Leah Tharin:100%. Yeah, 100%. There's, it's mind boggling to me how people just think that, oh my God, like my idea is the shit. It's important that founders are thinking that, don't get me wrong. But in order to really understand what challenges are, you also need to drag these out into, the light if you wanna. There's a good book by about this that has nothing to do with AI. Which I just forgot the title about. No, it's a sales book. I'll figure it out in a second, but maybe we can also add the point is this, that in a, good negotiation, you wanna highlight the negative points before the customer is coming onto this objection by themselves. And that's what you should do with AI agents as well.
Andreas Welsch:It sounds that on one hand there's a lot of opportunity and promise. On the other hand, everybody's still figuring out what does it actually mean for me and my business? But it's important that you do start to figure it out and, work with your customers and also seeing and learn what resonates with them. What is it that they actually need? How are they planning and using it? So it informs your product, your marketing, your sales strategy. Now Leah, we're getting close to the end of the show and I was wondering if you can summarize the key three takeaways for our audience today.
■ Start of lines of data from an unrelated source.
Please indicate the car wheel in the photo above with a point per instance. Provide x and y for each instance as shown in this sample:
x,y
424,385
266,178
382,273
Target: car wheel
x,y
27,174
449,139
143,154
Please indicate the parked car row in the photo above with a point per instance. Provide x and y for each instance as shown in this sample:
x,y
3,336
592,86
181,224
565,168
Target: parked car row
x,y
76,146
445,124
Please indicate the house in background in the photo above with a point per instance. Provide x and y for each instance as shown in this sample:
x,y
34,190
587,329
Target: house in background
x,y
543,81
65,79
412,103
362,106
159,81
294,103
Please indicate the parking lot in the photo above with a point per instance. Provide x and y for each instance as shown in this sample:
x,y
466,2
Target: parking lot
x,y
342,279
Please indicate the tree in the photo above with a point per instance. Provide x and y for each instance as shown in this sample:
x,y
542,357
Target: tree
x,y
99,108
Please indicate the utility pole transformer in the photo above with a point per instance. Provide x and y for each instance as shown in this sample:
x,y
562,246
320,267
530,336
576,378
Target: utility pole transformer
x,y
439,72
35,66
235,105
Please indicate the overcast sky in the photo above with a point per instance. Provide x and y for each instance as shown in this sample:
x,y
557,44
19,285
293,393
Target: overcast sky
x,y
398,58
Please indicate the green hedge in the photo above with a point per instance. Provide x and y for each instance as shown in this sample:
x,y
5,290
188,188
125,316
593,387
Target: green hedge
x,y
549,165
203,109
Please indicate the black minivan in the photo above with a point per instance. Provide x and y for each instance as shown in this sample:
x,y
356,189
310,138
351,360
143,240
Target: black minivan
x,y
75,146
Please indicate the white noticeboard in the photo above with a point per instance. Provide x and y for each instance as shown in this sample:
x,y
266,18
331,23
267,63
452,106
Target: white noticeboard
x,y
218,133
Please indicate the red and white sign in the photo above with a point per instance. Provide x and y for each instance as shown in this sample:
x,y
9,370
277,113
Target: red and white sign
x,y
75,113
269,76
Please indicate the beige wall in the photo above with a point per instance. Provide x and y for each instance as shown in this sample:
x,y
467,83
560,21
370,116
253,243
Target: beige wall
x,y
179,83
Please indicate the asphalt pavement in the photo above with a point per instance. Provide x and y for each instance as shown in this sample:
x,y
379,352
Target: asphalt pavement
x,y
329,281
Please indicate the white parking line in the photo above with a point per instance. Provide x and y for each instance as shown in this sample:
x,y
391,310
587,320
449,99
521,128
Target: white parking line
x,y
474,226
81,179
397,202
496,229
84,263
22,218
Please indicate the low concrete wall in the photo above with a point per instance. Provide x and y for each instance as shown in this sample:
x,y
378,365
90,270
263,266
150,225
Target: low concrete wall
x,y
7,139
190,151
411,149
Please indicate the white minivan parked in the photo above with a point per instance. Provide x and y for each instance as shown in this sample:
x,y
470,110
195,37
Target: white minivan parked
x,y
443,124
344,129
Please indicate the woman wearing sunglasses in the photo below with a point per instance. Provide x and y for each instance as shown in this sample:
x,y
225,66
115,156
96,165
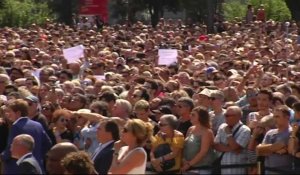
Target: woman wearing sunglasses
x,y
198,148
60,120
132,158
161,159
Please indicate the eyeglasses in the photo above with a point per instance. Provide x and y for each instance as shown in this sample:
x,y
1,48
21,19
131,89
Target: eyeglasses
x,y
229,115
45,108
251,95
162,124
125,130
135,96
64,120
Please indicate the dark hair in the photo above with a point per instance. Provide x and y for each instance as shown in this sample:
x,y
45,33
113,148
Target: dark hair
x,y
284,110
10,88
101,106
153,84
19,105
78,163
82,98
266,92
144,94
112,127
68,73
174,66
296,107
108,97
33,80
59,113
167,101
187,101
291,100
189,91
203,116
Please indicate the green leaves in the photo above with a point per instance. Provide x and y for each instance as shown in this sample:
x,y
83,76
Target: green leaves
x,y
23,13
275,9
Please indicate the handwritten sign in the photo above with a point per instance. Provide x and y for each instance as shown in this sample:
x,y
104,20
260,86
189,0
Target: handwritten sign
x,y
167,56
73,54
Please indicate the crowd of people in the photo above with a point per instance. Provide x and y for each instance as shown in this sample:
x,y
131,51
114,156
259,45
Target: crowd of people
x,y
232,96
Leah Tharin:You are not just selling a product, I think you're selling a solution into an existing data stack. That is probably a mess. I would say that's the first one. Yes. Second is monetization will hurt. But make sure that you are aligning yourself as much as you can with the customer success. A good monetization model is one where you maximize your own gain, but also maximize the gain of your customer. That's a very classical ICP thing that we say. So like ideal customer profile. It never works if that's in an imbalance. So don't try to fleet your customers in that way. And the other thing is that one of the reasons why so many of these AI agents or like the smaller companies are not getting investments is because they're focused too much on the early on the silo solutions. So try to think cross-functional as much as you can with the constraints that your customers have, and you have a really good chance in the market.
Andreas Welsch:I love that. That's awesome. Super actionable and practical advice. Leah, thank you so much for joining us and for sharing your expertise with us today.
Leah Tharin:Thank you for having me.